Hi Eric;I have noticed a difference in my Bowel I now go only once a day and its a normal firm movement. Not used to that. However I have been going though some major stresses in my life as you know about from the chat room. I don't know if you read my thread from the other day but I recieved but yet another medical set back the doctor knows what is causing most of the pain in my back. I have developed a curve in my spine since Jan. I have now tipped the scale at 300 pounds and I don't eat enough to be gaining like this and no matter what I do the weight will not come off. I have now been ordered off my bi polar medication he thinks this is the cause of my weight problem. Now I am having to decide which is more important my mental health or my physical. My physharist will have to find a med that will not put any more weight on me. I am so stressed out and the ibs is acting up a bit not with the D but with the spasms. I am going to email Mike to see if he needs to alter my tape schedule.On Rachel's front she is still on schedule with daily poops she still has cramps when she goes. Her Migranes seem to be settleing too. I am hoping that the tapes is the reason for this. I don't have to push her to do them she comes in and asks which side tonight and goes on. Too bad the physco cat doesn't take heed. >







Denise


----------



## BQ (May 22, 2000)

Ok I had a set back, yesterday actually. I began having pain later in the day & I couldn't get it to ebb off. I had to take a Librax. I tried to lay down & mellow but kids do need to be fed, helped with their homework & bathed







So laying down did not last long. Librax really didn't work, so by last evening I was hunched over again. However THIS am that pain was gone. This is unusual in that once I has the upper ab pain start b/4 hypno, it wouldn't quit for days. So maybe it was just a slight setback. I was able to ebb it off today, after a few attempts. So I'm still hanging in there. Pain is not there as I type. I did have a couple D episodes (Only when I eat







) today as well as over the past week. I haven't had D in a while so I'm thinking its just a slight D flare (or I'm getting too used to it







). Well perhaps "slight" isn't really telling the tale. Its like REALLY after every time I eat. Shades of last summer....ACK ACK ACK!!!!!. But I'm not gonna panic, really. I still, even after yesterdays mess, didn't think about it 1st thing this am. Only after I stood up I realized Hey I don't hurt!
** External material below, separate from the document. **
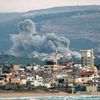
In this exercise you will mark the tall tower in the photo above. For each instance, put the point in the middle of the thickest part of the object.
(87, 57)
Cool. So I'm just gonna keep at it.







BQ


----------



## eric (Jul 8, 1999)

BR, something I notice personally with the tapes after listening for a while, is I thought about it every mourning when I woke up, like it stuck in my brain every night. Sounds like your doing well.Carney, it sounds like you are doing great and still have a little ways to go. Its important to remember there is no complete cure for IBS, extremely rarely someone may walk away from it forever, but that is an exception and does not happen very often at all. So we manage the best we can and hope for the best.As for the side effect, I have also found some cool side effects from the tapes. It is interesting that happen to you and a good thing.As for the visuizations keep practicing and let me know, use as much imagery and not words as you can, close your eyes and try to focus and picture what you want. It does take some practice. After two years I do this everyday with out using the tapes, sometimes using the imagery from them and sometimes I create my own, or a combination of it all, whatever I feel the most comfortable with and find the easiest to get to. The more I do it though the easier it gets. let us know.Clair, get going!!!LOlSometimes if you stop your subconcious puts up a block. It does not want to change really, but when it knows its safe and for the positive it will. The best is just to start them again and keep going with it and it will settle right back into the mode you were in before. You might read Mike's mind armies on this also. I think BQ said this, its like taking a med everyday only your listening. But keep in mind your improving and can improve more if you keep going, don't let the mind block win, you can overcome it and take charge again. It sounds like your doing well and have also had a positive side effect action going on.The pain should get better for you in time Improved sleep will also help the IBS.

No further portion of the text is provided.